Answer: the robots can quickly be assembled and then quickly
reconstructed to solve problems. Swarms often times work off of a
principal called emergent behavior. Emergent behavior is the complex
behavior that emerges as a group of robots are programmed with a simple
task. Ask the students if they can think of an example of this. Answer Ant.
o Swarms (slide 2)
o Many robot behaviors try to replicate animalistic behavior. Ants are a
prefect example, take for instance gathering food. How do ants know to
walk in a line? The “programming” of an ant is very simple, they are
“programmed” to find food, and when they do return to the ant hill and
leave a pheromone trail that indicates they have found food. When an ant
finds a pheromone trail indicating food it is “programmed” to follow the
trail to food. Once the ant find food it again lays down a pheromone trail
indicating it found food. Through this method the more ants that find the
pheromone trail the stronger the trail becomes. So even though the ants
were not “programmed” to walk in a line with food this behavior emerges
from two simple rules: When you find food return to the ant hill and leave
a pheromone trail indicating food. When you find a pheromone trail
indicating food follow it to the food.
o Humanoid Robots
o Picture of Sony’s QRIO a humanoid companion robot.
o Capable of voice and face recognition (making it able to look at a person
and know who it is and talk to that person)
o Guinness World Record holder for the first bipedal robot capable of
running (defined as moving while both legs are off the ground at the same
time).
o Why would they spend so much money on a humanoid robot?

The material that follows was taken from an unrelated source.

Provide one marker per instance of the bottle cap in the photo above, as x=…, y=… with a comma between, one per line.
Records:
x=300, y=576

 They were hoping to be able to sell these robots as companion
robots that would be able to assist the elderly with daily tasks.
However, due to corporate cuts, the project has been canceled.
o Lego Mindstorm Robots
o The Lego Minstorm robots are a set of Lego’s that utilize a central
processing brick to connect to multiple sensors.
 The ultrasonic sensor utilizes ultrasonic waves in order to find the
distance to an object. This system is much like how a bat can
“see.”
 Light sensor utilizes a Light Emitting Diode (LED) and a light
receiver. The LED emits a light that the light senor receives and
measures the amount of light reflected. So which will reflect more
light, a white sheet of paper or a black sheet of paper?
 Sound sensor that is just a basic microphone.
 Bump senor that is just a contact button.
Programming
o Abstract State Machine (ASM) is used to get a graphical plan for creating a
program. The ASM is composed of two different blocks, a state block and a
decision block, and transition lines. The decision block contains some
question, and depending on the outcome of the question a transition is made to
one of two different state.
Class Period 2: Build Robots
Before the class charge each one of the Lego Bricks and install the three programs on each brick.
The follow the walls program utilizes two ultrasonic sensors, a forward looking sensor connected
to port 4, and one pointing to the left connected to port 1.
This class is mostly spent in independent learning and experimentation. Little guidance is given,
but it is explained that in science the majority of investigation is done through curiosity. So
instruct them to build the robot, by following the directions in the kit. They do not need to put on
all of the sensors, jut whatever sensors they want to experiment with.
When they have completed building ask the first question (found below) and then let them go.
When they seem to be slowing down ask another question.
Questions:
 “What can you get this robot to do?”
 “Can you get it to follow a light?” (Give the group a flashlight)
 “Can you get it to follow another robot?”
 “Experiment with the find the walls program, it does not work well with this robot
configuration, and can you make it work better?”